Transparency and accountability are key to good governance.
Open government is a prerequisite for a free society, one in which
the legitimacy of government itself depends upon consent of the
governed. In fact, we can't consent on something we don't know anything
about. My colleagues get my point.
As our Founding Fathers recognized, a truly democratic system depends
on an informed citizenry so they can hold their leaders accountable at
elections and between elections. But the American people cannot do that
without transparency. Justice Brandeis famously said that sunlight is
the best disinfectant, and he is right. That is why Congress has
enacted numerous pieces of legislation that have promoted
accountability and transparency in government so that good governance
can hopefully flourish.
This is a bipartisan issue. When I came to the Senate, I found a
willing partner in Senator Patrick Leahy from Vermont. Senator Leahy
and I are polar opposites when it comes to our politics, but on matters
of open government and freedom of information, we have worked closely
together on a number of pieces of legislation. As we both have said,
when a Democratic President is in charge or a Republican President is
in charge, the first instinct is to try to hide or minimize bad news
and to maximize the good news. That is human nature. We all get that.
But the American people are entitled to know what their government is
doing on their behalf, whether it is good, bad, or ugly.
So I have made transparency a priority of mine, and I have pressed
for more openness in the Federal Government through commonsense
legislation. One of those bills was the Freedom of Information
Improvement Act, which would strengthen existing measures found in the
Freedom of Information Act that was first signed by a Texas President,
Lyndon Baines Johnson. The Judiciary Committee passed that bill in
February by a voice vote, and I look forward to it passing in the
Senate soon.
But even the very best laws with the very best intentions can be
undermined by those who are willing to ignore or even abuse them. More
than 6 years ago, President Obama promised the American people that
transparency and the rule of law will be the touchstone of this
Presidency. He said, ``Transparency and the rule of law will be the
touchstones of this presidency.'' Needless to say, his record has been
a disappointment because it certainly doesn't meet the description of
transparency and adherence to and fidelity to the rule of law.
For example, when an estimated 1,400 weapons were somehow lost by the
Bureau of Alcohol, Tobacco, and Firearms in Mexico, with one of them--
actually two of them--eventually linked to the murder of a U.S. Border
Patrol agent, the Obama administration stonewalled congressional
investigations. This was the Fast and Furious debacle. As a matter of
fact, the Attorney General--then Eric Holder--refused to comply with a
valid subpoena issued by Congress so we could find out about it, so we
could figure out where things went wrong and how we could fix them so
they didn't happen again. Former Attorney General Eric Holder, rather
than comply with Congress's legitimate oversight request, refused and
was thus the first Attorney General, to my knowledge, to be held in
contempt of Congress--in contempt of Congress. Then, of course, there
are the IRS and ObamaCare--instances in which this administration has
either refused to testify to Congress or failed to answer our most
basic questions.
This administration has been equally dismissive of the press, who are
also protected--freedom of the press under the First Amendment to the
U.S. Constitution--leading dozens of journalists to send a letter to
the President asking him to end this administration's ``politically
driven suppression of news and information about Federal agencies.''
That is really remarkable.
[[Page S7137]]
So we can see the American people have been stiff-armed by this
administration, and they have become increasingly distrustful of their
own government. That is because secrecy provides an environment in
which corruption can and does fester. In fact, according to a recent
poll, 75 percent of Americans who responded believe there is widespread
corruption in the U.S. Government. Seventy-five percent believe that.
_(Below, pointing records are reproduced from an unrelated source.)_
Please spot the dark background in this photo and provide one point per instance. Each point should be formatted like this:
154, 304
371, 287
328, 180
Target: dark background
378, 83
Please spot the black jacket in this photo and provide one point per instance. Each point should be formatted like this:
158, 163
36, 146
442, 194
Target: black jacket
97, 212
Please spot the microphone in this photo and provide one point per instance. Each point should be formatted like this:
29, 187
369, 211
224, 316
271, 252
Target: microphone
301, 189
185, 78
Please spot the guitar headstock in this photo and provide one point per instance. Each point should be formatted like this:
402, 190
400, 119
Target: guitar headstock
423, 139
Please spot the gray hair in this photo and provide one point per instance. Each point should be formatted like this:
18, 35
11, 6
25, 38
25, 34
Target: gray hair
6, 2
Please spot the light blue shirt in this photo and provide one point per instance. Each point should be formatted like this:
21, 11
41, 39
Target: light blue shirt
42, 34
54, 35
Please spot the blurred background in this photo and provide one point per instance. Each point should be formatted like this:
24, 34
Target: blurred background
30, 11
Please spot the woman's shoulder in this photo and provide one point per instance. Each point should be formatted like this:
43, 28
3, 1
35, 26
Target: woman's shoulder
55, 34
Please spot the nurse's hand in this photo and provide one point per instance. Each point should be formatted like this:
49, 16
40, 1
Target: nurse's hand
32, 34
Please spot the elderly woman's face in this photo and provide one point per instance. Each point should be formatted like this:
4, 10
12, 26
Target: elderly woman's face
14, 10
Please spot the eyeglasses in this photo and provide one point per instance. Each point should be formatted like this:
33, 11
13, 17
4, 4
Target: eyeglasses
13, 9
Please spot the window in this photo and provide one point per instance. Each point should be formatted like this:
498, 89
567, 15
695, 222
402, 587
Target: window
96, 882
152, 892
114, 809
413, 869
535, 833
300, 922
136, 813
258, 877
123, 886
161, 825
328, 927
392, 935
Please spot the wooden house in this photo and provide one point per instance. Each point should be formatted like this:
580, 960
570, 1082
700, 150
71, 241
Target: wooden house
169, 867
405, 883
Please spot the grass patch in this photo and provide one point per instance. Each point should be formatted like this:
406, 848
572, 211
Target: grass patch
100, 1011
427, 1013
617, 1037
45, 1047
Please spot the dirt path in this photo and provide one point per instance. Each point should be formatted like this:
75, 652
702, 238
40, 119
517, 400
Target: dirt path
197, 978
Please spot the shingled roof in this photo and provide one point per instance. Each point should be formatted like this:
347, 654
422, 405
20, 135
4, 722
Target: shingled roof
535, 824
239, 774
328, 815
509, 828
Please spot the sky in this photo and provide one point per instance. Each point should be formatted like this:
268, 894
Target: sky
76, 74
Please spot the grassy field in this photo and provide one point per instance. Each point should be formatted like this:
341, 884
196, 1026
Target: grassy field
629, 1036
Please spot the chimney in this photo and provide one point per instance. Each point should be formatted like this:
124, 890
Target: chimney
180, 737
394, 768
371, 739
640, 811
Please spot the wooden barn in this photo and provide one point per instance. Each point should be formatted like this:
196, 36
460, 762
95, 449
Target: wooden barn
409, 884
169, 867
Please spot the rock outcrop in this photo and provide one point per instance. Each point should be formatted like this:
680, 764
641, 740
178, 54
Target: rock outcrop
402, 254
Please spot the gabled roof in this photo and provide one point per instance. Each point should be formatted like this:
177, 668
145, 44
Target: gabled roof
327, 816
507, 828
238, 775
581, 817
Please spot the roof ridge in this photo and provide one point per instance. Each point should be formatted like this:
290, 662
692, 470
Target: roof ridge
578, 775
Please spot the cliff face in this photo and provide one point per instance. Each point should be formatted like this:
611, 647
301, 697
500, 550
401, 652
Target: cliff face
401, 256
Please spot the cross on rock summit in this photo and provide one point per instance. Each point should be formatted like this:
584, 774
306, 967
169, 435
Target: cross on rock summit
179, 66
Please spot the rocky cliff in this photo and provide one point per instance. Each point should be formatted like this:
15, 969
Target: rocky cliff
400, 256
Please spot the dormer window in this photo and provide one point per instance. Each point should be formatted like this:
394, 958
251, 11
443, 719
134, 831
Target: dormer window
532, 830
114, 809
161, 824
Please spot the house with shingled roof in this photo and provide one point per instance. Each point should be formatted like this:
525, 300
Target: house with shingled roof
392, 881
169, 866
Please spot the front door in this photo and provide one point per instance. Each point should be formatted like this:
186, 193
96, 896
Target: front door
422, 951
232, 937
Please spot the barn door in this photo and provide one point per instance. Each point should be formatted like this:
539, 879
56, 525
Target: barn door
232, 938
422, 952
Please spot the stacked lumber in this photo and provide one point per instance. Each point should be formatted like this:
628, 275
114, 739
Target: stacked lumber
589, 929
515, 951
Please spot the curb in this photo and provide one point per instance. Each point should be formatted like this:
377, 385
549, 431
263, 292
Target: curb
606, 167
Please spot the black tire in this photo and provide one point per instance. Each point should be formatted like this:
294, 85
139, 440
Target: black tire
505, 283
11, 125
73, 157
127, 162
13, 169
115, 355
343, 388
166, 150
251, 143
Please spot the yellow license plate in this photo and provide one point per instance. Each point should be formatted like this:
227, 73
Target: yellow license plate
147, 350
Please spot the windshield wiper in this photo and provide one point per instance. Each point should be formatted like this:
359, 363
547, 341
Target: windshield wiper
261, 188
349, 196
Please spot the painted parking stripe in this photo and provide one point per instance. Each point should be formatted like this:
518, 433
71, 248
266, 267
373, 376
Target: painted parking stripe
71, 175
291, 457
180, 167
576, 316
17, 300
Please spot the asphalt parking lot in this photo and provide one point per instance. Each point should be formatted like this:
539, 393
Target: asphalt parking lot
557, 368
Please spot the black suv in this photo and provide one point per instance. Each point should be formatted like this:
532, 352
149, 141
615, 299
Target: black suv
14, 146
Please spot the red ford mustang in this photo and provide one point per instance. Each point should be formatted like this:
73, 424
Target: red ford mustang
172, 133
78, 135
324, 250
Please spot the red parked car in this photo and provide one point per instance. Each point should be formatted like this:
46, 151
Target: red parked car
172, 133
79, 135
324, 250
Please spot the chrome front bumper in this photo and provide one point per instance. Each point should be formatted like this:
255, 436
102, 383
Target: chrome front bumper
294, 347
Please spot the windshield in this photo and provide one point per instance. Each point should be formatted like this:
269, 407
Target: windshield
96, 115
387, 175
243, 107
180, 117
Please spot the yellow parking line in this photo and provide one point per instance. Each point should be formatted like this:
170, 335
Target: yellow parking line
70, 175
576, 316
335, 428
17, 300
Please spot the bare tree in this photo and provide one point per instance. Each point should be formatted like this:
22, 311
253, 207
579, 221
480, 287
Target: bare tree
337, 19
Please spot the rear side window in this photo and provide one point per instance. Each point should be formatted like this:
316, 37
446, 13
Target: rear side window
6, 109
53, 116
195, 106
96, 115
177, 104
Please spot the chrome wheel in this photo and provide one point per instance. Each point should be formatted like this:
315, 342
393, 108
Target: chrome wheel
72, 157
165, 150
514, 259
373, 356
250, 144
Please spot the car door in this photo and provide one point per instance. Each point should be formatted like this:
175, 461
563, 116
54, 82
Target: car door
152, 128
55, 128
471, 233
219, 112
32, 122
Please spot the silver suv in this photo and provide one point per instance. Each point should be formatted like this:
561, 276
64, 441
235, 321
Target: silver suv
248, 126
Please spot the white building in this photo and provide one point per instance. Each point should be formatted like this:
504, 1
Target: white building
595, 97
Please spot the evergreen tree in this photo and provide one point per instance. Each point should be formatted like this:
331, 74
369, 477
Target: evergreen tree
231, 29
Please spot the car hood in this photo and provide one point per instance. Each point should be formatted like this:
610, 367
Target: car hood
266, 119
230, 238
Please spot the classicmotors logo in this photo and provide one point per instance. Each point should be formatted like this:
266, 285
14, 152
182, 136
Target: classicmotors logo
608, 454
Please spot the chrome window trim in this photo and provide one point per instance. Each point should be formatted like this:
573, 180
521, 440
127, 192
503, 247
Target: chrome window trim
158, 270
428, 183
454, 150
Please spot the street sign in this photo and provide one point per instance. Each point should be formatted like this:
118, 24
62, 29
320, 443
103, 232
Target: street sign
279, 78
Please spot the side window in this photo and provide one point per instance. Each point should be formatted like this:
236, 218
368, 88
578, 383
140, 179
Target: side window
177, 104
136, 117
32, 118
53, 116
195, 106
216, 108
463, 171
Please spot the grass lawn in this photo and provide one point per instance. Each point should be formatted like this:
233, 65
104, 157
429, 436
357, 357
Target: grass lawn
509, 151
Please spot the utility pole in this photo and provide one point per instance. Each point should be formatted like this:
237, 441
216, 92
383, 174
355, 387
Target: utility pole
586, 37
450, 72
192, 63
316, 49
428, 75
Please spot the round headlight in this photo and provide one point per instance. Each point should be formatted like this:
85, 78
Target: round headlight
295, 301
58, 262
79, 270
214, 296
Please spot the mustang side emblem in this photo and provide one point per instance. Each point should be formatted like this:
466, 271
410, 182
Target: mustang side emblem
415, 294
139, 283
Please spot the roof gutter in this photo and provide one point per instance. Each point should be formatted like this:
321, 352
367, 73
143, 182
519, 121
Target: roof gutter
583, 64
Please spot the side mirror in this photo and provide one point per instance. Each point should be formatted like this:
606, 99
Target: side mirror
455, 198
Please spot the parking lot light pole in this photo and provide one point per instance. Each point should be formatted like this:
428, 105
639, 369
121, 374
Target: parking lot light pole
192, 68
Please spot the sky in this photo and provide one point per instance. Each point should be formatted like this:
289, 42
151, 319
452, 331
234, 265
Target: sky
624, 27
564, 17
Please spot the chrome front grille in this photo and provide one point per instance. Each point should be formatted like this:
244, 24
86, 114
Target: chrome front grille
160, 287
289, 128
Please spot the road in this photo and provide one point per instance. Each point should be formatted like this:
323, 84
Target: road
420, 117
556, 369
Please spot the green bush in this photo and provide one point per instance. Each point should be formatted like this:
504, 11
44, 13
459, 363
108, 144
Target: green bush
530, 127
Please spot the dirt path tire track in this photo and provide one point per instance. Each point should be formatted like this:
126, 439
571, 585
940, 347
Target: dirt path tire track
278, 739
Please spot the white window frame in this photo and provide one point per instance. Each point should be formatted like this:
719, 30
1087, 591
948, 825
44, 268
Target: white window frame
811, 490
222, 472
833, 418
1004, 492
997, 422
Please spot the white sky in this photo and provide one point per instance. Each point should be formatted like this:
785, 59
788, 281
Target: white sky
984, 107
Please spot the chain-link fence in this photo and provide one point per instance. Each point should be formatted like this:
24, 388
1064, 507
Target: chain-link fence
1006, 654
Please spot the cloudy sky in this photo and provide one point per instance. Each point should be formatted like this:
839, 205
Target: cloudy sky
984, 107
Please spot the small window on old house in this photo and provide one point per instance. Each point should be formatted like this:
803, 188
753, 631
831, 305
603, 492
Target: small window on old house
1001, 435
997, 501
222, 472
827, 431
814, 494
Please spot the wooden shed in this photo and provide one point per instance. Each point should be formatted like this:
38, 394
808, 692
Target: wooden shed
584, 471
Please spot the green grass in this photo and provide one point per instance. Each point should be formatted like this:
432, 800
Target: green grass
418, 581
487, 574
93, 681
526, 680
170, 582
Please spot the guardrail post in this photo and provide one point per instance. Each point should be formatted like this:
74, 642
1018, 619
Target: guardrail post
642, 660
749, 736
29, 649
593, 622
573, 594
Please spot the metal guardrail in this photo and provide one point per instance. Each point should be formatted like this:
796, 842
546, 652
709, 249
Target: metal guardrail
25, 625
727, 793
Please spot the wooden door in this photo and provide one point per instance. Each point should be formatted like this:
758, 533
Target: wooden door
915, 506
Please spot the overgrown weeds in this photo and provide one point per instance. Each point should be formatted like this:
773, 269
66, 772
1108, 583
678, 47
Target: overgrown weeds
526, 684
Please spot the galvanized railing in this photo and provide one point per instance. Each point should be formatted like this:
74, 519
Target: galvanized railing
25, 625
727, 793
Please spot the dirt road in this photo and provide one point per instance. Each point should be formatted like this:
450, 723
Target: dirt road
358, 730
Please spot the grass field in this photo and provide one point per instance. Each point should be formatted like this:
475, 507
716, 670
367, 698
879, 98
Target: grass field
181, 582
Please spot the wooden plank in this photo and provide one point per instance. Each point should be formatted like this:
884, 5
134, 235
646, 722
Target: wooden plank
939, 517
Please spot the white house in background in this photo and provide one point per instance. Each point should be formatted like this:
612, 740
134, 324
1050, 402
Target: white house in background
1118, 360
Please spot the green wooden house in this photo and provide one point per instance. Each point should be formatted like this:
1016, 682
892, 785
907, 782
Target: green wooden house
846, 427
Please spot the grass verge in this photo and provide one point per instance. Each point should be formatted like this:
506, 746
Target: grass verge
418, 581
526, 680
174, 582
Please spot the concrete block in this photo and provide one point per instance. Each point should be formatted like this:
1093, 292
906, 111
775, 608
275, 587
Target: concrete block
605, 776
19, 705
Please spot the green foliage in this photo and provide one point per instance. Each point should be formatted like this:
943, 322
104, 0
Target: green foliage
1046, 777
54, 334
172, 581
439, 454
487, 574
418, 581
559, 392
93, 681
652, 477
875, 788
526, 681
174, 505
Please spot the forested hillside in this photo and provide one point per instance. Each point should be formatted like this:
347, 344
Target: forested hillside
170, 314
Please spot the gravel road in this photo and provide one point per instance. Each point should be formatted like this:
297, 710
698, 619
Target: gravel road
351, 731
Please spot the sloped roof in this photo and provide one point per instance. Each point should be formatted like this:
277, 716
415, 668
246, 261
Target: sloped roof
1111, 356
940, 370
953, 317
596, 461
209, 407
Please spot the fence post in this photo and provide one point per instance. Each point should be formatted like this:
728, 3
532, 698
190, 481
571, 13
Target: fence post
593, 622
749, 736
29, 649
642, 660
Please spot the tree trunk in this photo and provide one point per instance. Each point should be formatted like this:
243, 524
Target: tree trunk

That is a shocking statistic and one that ought to shock us back to
reality to try to understand what their concerns are and what we can do
to address them because that is simply inconsistent with this idea of
self-government, where 75 percent of the respondents to a poll think
the fix is in, and the government is neither accountable nor adhering
to the rule of law.
It was back in March that the public first learned that a former
member of this administration, Secretary Clinton, used a private,
unsecured server during her tenure as Secretary of State. It was just
last Wednesday that the State Department announced the release of even
more documents from Secretary Clinton's private email server. This
ongoing scandal has been but the latest example of this
administration's pattern of avoiding accountability and skirting the
law. I will explain in just a few minutes why this is so significant
and why this isn't something that ought to be just brushed under the
rug and ignored.
Secretary Clinton's unprecedented scheme was intentional. It wasn't
an accident. It wasn't negligence. She did it on purpose. It was by
design. Her design was to shield her official communications--
communications that under Federal law belong to the government and to
the people, not her. I can't see any other way to explain it. It was
deliberate. It was intentional. It was designed to avoid the kind of
accountability I have been talking about today. There is just no other
way to look at it.
Because her emails were held on this private server, the State
Department was in violation of the legal mandates of the Freedom of
Information Act for 6 years, and it is only now, through Freedom of
Information Act litigation and more than 30 different lawsuits, that
the public is finally learning what it was always entitled to know, or
at least part of it. By the way, that is the power of the Freedom of
Information Act and why it is so important. You can go to court and
seek a court order to force people to do what they should have done in
the first instance so the public can be informed about what their
government is doing.
Secretary Clinton's use of a private, unsecured server as a member of
the Obama Cabinet is also a major national security concern. We have
learned that classified information was kept on and transmitted through
this server. According to the latest reports, the newest batch of
documents released just last week have doubled the amount of emails
that contain classified information. News outlets are reporting that
there are more than 400 classified emails on the server, and that is
just the report so far.
It is no coincidence that along with this news, the media has also
reported that Russian-linked hackers attempted at least five times to
break into Secretary Clinton's email account. That should make obvious
to her and to everyone else the vulnerabilities that exist for a
private, unsecured email server, one used by a Cabinet member in
communicating with other high-level government officials, including
people in the intelligence community. This is absolutely reckless.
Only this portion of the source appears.